Love and the imagination are connected.
“Love and the imagination are connected.” Thus speaks Ali Smith, the weaver of modern myth, whose words shimmer with the eternal truth that to love is to imagine, and to imagine is to see the soul beyond what the eyes can behold. Her saying is not new, though her phrasing is tender and luminous; it echoes through the corridors of ancient thought like a song remembered from the dawn of time. For every civilization that has ever loved, every poet that has ever sung, knew this truth: imagination is the vision of the heart, and love is its awakening. Without imagination, love cannot exist; without love, imagination is blind and cold.
In the age of the ancients, they spoke of Eros not merely as desire, but as the divine creative force that shaped both art and life. Plato, in his dialogues, taught that love begins with the beauty of one and ascends toward the beauty of all things. But how does one ascend if not through imagination—that sacred faculty which allows the soul to perceive what is invisible, to dream of what might yet be? Thus, when Ali Smith declares that love and the imagination are connected, she speaks in harmony with the ancients, for she knows that every act of love is also an act of creation, a reimagining of the world through the eyes of tenderness.
To love another being is to imagine their depths—their fears, their joys, their unspoken dreams. It is to see them not as they are in this moment, but as they could become. Love requires that we step beyond the boundaries of self, into the mystery of another’s life, and this stepping beyond is nothing other than the work of imagination. When we love, we imagine the unseen: the child hidden within the adult, the light within the weary, the eternal spark beneath the frail and mortal shell. And in doing so, we become creators of meaning, builders of invisible bridges between hearts.

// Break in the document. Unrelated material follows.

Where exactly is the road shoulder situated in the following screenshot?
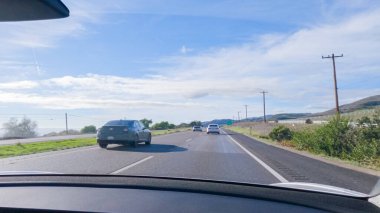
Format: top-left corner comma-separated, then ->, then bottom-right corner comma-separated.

Consider the story of Vincent van Gogh, the painter of stars and fields aflame with color. The world called him mad, yet his art was born from love and imagination intertwined. He loved the trembling light upon wheat, the sorrow of the poor, the holiness of the ordinary. He painted not what was, but what he imagined love could make visible. His life was marked by suffering, yet in his art, he saw the divine pulse within the mundane. In his love for the world’s broken beauty, he revealed a truth that surpasses reason: to imagine deeply is to love deeply, and to love deeply is to imagine the divine.
But love, when stripped of imagination, withers into habit. It becomes a transaction, a cage of comfort rather than a flight of the spirit. Likewise, imagination without love becomes dangerous—a cold dream that creates without care, invents without mercy. The tyrants of history imagined empires without love, and so their visions birthed only ruin. Yet those who dreamed with love in their imagination—Gandhi envisioning peace, Mother Teresa seeing divinity in the dying, Martin Luther King Jr. imagining freedom for all—turned vision into salvation.
O seeker of truth, understand this: love and imagination are not luxuries; they are the twin wings of the soul. To love well, one must imagine constantly—to see the best in others when it is hidden, to dream of harmony when the world is divided, to perceive light even when night seems endless. And to imagine truly, one must love—that is, to wish goodness upon what one envisions, to breathe compassion into every dream. These two forces are inseparable, for one sustains the other as flame sustains light.
Therefore, let this be your lesson: when the heart grows weary, feed it with imagination; when the mind grows cold, warm it with love. Imagine the world not as it is, but as it might become through kindness. See others as stories still unfolding, not as pages already written. When you love, do so with eyes that create, and when you imagine, do so with a heart that loves. For in the union of these two—the visionary and the compassionate—humanity finds its highest calling. And then, perhaps, as Ali Smith reminds us, we will see that every act of love is a work of art, and every act of true imagination, an expression of divine love.